A strike is typically defined as a refusal to continue working because of an argument with an employer about working conditions, pay levels, or job losses. This dispute is mainly over wages; NEU joint general secretaries, Dr Mary Bousted and Kevin Courtney, say, “This is not about a pay rise but correcting historic real-terms pay cuts. Teachers have lost 23% in real-terms since 2010.” In the midst of the current cost-of-living crisis, this year’s average 5% pay rise for teachers actually amounts to a 7% cut, when accounting for inflation.
Furthermore, teachers are leaving the profession in droves like never before – about a third leave within 5 years of qualifying. The NEU cites long hours and poor pay as the main factors for this – “one of the worst recruitment and retention crises ever seen in education.” Inadequate school budgets, growing class sizes, and increasing workloads are only adding to the mounting pressures faced in schools.
And it’s not only teachers impacted – children are at risk of missing out due to lack of teachers, and even when present, increasingly they are supplies or covering outside of the subjects they are qualified in.
Sympathy to the cause has even been won over from parents – the NEU’s membership of over 300,000 teachers is connected to 10 million parents alone – many of whom understand that children’s education is being harmed, not by industrial action, but ultimately, by the last decade’s erosion in teacher pay and conditions.

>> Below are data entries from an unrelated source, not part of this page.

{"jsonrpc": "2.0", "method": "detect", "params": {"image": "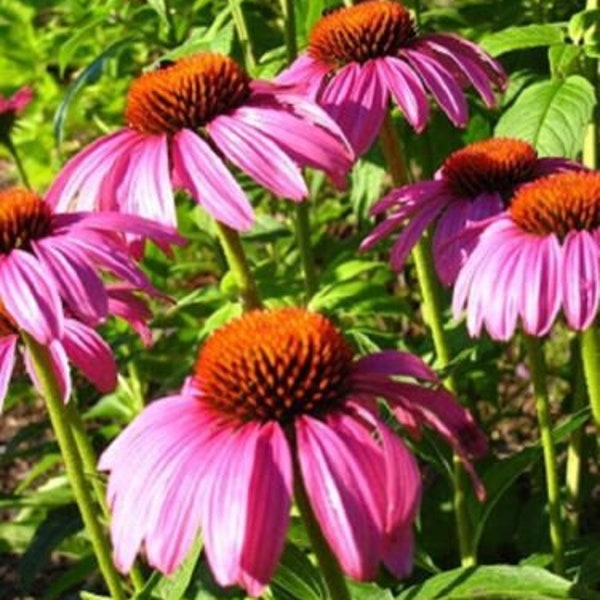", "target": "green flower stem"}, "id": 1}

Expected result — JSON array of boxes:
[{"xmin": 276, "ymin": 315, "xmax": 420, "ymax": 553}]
[
  {"xmin": 2, "ymin": 134, "xmax": 31, "ymax": 189},
  {"xmin": 65, "ymin": 399, "xmax": 145, "ymax": 592},
  {"xmin": 215, "ymin": 221, "xmax": 263, "ymax": 311},
  {"xmin": 579, "ymin": 323, "xmax": 600, "ymax": 427},
  {"xmin": 229, "ymin": 0, "xmax": 256, "ymax": 73},
  {"xmin": 23, "ymin": 333, "xmax": 125, "ymax": 600},
  {"xmin": 524, "ymin": 335, "xmax": 565, "ymax": 575},
  {"xmin": 292, "ymin": 452, "xmax": 352, "ymax": 600},
  {"xmin": 281, "ymin": 0, "xmax": 319, "ymax": 300},
  {"xmin": 565, "ymin": 340, "xmax": 586, "ymax": 540},
  {"xmin": 295, "ymin": 201, "xmax": 319, "ymax": 300},
  {"xmin": 379, "ymin": 113, "xmax": 477, "ymax": 567}
]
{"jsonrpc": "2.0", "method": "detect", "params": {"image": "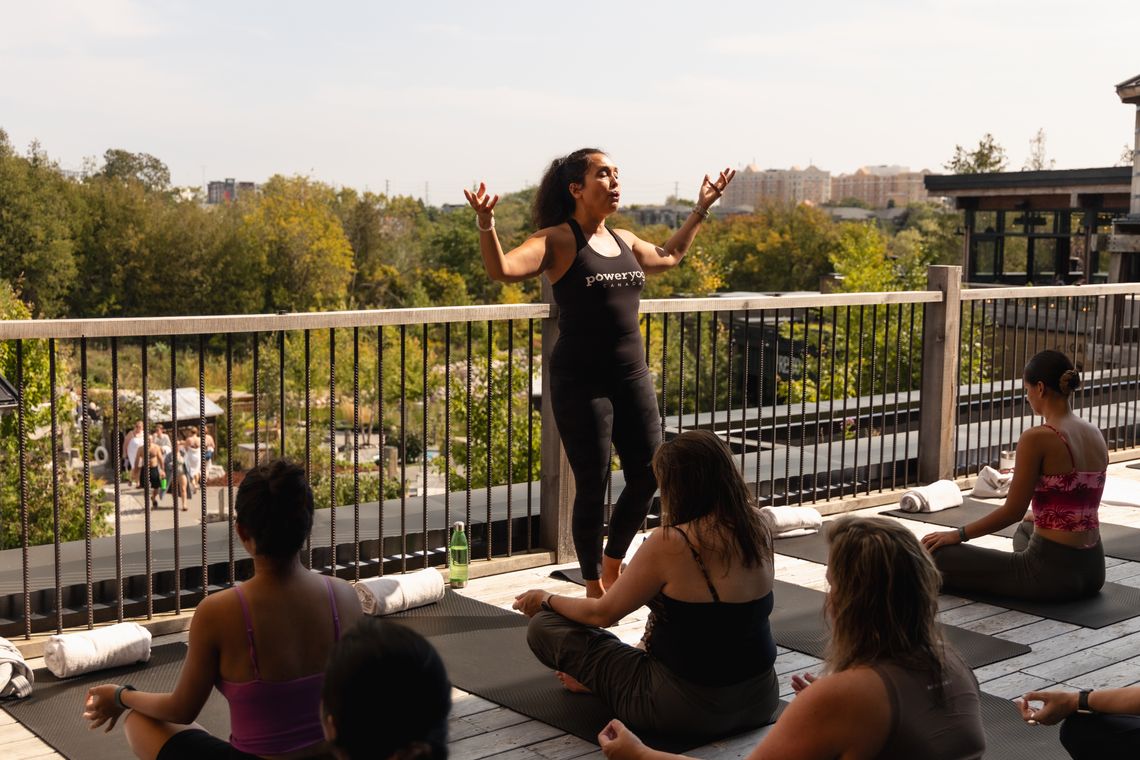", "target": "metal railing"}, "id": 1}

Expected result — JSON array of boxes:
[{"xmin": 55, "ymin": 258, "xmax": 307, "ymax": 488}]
[{"xmin": 0, "ymin": 268, "xmax": 1140, "ymax": 637}]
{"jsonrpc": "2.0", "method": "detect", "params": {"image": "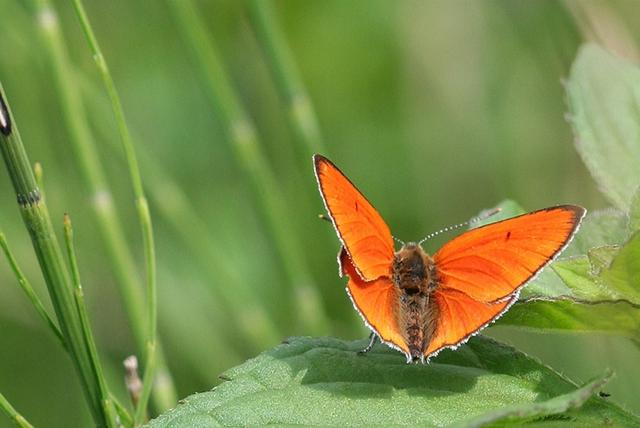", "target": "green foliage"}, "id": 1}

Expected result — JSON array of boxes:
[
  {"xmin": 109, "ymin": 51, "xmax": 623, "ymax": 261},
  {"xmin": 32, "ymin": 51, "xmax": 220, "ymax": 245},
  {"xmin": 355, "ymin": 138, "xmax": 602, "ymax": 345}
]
[
  {"xmin": 567, "ymin": 45, "xmax": 640, "ymax": 211},
  {"xmin": 503, "ymin": 45, "xmax": 640, "ymax": 343},
  {"xmin": 149, "ymin": 337, "xmax": 640, "ymax": 428}
]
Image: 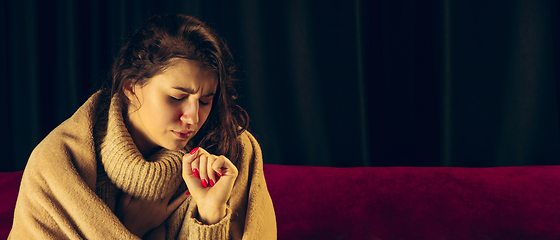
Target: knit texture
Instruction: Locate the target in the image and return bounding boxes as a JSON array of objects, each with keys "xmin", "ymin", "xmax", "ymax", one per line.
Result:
[
  {"xmin": 95, "ymin": 94, "xmax": 186, "ymax": 201},
  {"xmin": 9, "ymin": 93, "xmax": 276, "ymax": 239}
]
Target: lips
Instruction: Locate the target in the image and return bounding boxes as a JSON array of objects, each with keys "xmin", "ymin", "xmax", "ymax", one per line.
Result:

One parent in South-West London, Ms Depczynska, commented, “Teachers and schools are really fundamental to generations of children – teachers can influence children for the rest of their lives, and it’s important they’re rewarded fairly for the work they are doing.”
So far, the government says it has already agreed to an extra £2bn in school funding, but strikes may even continue into the summer term if the dispute is not resolved.